Finance vertical — SOX / ICFR¶
The 8th vertical: Internal Control over Financial Reporting (ICFR) for US public companies — the QMS-of-financial-reporting. It's the control-framework spine; the operational-finance side (resilience, infosec, compliance management) is already covered by cross-cutting overlays that compose with it.
The spine¶
| Standard | Role |
|---|---|
| Sarbanes-Oxley §302 | Quarterly disclosure-controls certification (CEO/CFO) |
| Sarbanes-Oxley §404(a) | Annual management ICFR assessment against a suitable framework |
| Sarbanes-Oxley §404(b) | External-auditor attestation (accelerated filers) |
| SEC Exchange Act 13a-15 / 15d-15 | Maintain DC&P + ICFR; disclose material ICFR changes |
| COSO IC-IF (2013) | The 5 components / 17 principles ICFR is assessed against |
| PCAOB AS 2201 | Integrated audit: top-down scoping, RCM, design+operating testing, deficiency evaluation, ITGC |
Why a vertical (not just an overlay)¶
ICFR is a control framework you build, bind to evidence, and test — design → operate → test → evaluate deficiencies — the same shape Open QMS already implements for quality systems. That's why it earns vertical status rather than being folded into the compliance overlays.
How to use it¶
openqms validate --module finance # the ICFR spine alone
openqms validate --module finance --module iso-27001 # + ITGC / infosec
openqms validate --module finance --module iso-37301-financial-services --module soc-2
openqms validate --module finance --module dora --module nist-csf --module iso-22301 # + resilience
The six templates/qms-finance/ templates walk the §404 lifecycle: ICFR Risk-Control Matrix (top-down scoping → accounts × assertions × controls) → Entity-Level Controls (COSO 5/17) + ITGC Register → Control Test Plan & Results (design + operating effectiveness) → Control Deficiency Log → SOX Certification (§302 + §404).

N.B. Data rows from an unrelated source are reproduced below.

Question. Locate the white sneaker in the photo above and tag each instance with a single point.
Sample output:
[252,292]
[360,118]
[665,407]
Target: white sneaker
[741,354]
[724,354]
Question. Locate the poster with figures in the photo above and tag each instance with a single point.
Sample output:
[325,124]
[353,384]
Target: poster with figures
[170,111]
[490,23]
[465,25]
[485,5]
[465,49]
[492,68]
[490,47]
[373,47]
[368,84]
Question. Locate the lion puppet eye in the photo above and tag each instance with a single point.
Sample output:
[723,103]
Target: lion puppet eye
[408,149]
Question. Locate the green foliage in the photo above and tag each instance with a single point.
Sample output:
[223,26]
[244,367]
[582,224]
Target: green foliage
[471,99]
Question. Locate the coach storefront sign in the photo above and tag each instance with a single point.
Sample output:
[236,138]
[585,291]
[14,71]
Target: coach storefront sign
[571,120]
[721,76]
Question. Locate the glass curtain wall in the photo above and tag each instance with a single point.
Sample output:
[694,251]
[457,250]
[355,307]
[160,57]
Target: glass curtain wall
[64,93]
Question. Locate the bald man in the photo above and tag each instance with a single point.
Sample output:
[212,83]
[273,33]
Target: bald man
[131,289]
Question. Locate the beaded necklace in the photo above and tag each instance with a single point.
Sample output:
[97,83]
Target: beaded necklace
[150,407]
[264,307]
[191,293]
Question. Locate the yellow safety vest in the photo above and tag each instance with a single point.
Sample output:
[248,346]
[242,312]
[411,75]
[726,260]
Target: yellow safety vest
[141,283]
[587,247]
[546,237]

Instance traceability (P15)¶
The Control Deficiency Log is authored as a P15 Tier-2 trace table: each deficiency is an NCR-kind node that triggers a remediation CAPA, so openqms trace-instances walks deficiency → remediation across the same graph as the rest of your records — no new vocabulary needed.
Honesty bound (OQ-080)¶
Ships the ICFR control-framework scaffold + evidence bindings + the testing/deficiency lifecycle. It does not assert any specific control actually mitigates its risk, nor substitute for the §404(b) auditor attestation — those remain management judgment + independent audit.
Forward (not in v1)¶
EU market (CSRD / ESEF), broker-dealer (SEC + FINRA), AML/BSA, banking prudential (Basel III) — future class/market overlays or sibling verticals.